La comedia está presente a lo largo de toda la historia. Es excesiva. Los gags físicos y gestuales de Grace y Rocky son divertidos y tiernos. El problema son sus diálogos permeados con monótonos momentos humorísticos. Me recuerda a la exasperante The Martian, libro llevado a la gran pantalla firmado también por Weir. Es el caso de Proyecto Fin del Mundo, mucho menos incómodo y más coherente.
No hay que olvidar los pañuelos. Sobre todo por la manera como nos llevan reiteradamente por la senda del sacrificio y el bien colectivo sobre el individual. Se me viene a la mente una poderosa escena con una canción de Harry Styles durante la cual se explica el esfuerzo que conlleva la misión y el tono de la película.
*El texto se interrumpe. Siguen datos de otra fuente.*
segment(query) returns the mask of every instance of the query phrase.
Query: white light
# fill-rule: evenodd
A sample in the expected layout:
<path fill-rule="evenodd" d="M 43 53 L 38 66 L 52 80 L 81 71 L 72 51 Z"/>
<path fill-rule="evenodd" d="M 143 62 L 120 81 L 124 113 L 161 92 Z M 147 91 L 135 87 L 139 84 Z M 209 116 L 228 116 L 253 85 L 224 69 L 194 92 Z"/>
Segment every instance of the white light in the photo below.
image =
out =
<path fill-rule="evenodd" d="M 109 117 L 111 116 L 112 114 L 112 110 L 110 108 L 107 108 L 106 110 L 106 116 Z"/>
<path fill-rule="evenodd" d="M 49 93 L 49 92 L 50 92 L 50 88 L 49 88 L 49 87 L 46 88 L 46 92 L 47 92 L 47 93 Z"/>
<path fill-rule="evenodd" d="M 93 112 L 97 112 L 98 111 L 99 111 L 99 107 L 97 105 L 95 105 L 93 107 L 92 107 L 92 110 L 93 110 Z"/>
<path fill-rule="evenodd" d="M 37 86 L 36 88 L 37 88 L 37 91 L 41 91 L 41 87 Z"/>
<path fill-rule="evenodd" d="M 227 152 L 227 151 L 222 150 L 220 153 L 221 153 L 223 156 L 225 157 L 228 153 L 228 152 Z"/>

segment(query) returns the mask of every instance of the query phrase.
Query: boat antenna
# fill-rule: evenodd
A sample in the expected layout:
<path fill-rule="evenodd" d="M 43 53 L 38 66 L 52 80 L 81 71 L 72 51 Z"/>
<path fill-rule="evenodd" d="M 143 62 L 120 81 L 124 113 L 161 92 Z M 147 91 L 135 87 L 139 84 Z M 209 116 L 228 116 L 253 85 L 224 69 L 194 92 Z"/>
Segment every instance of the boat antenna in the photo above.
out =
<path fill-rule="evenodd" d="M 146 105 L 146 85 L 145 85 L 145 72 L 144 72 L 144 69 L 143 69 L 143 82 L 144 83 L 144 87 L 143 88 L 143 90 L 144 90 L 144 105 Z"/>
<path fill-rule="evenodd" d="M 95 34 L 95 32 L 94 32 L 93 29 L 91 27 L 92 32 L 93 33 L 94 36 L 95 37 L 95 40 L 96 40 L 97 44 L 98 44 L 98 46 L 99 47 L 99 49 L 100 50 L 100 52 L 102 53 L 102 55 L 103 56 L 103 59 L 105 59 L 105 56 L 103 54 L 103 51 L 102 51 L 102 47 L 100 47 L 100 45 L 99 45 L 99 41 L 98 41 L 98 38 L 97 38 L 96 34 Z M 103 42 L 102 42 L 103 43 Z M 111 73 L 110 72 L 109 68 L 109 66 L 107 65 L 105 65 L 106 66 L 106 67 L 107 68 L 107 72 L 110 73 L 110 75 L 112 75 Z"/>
La música de Daniel Pemberton es por momentos un homenaje a la obra del compositor griego Vangelis, especialmente su trabajo para la recordada serie Cosmos, del físico Carl Sagan. Aunque el trabajo de Pemberton tiene momentos convencionales y poco llamativos, encontramos otros en que nos contagia de admiración por la arquitectura del universo y la bella puesta en escena de la película.
Empatía vs el fin del mundo
Proyecto Fin del Mundo es una película ligera pero al mismo tiempo logra la profundidad necesaria para su propio universo. Es como si el realizador Christopher Nolan hubiese rechazado toda esa teoría compleja que presenta en Interstellar y nos diera respiro a los espectadores menos comprometidos con la ciencia. Aún así Proyecto Fin del Mundo sostiene una complejidad que requiere de atención para ser plenamente comprendida.
La constante del amor como único poder capaz de derrotar a la maldad es revalorada. El deseo desinteresado de ayudar va creciendo a medida que la acción se desarrolla. La empatía cobra gradual importancia.Grace y Rocky quizás son los menos indicados para salvar a sus planetas. Seguramente hay otros más valientes, con mayores capacidades de liderazgo y seguros de sí mismos. Pero ellos lo aceptan porque es lo correcto y son los únicos capaces de lograrlo.
La película está contada de manera no lineal. Hábilmente va desenmascarando y describiendo el sorpresivo proceso que llevó al inconstante Grace a participar de esta misión.
Proyecto Fin del Mundo es una película sobre la esperanza y la aceptación. Dos sentimientos tan debilitados en este 2026 marcado por atrocidades bélicas e individualismo.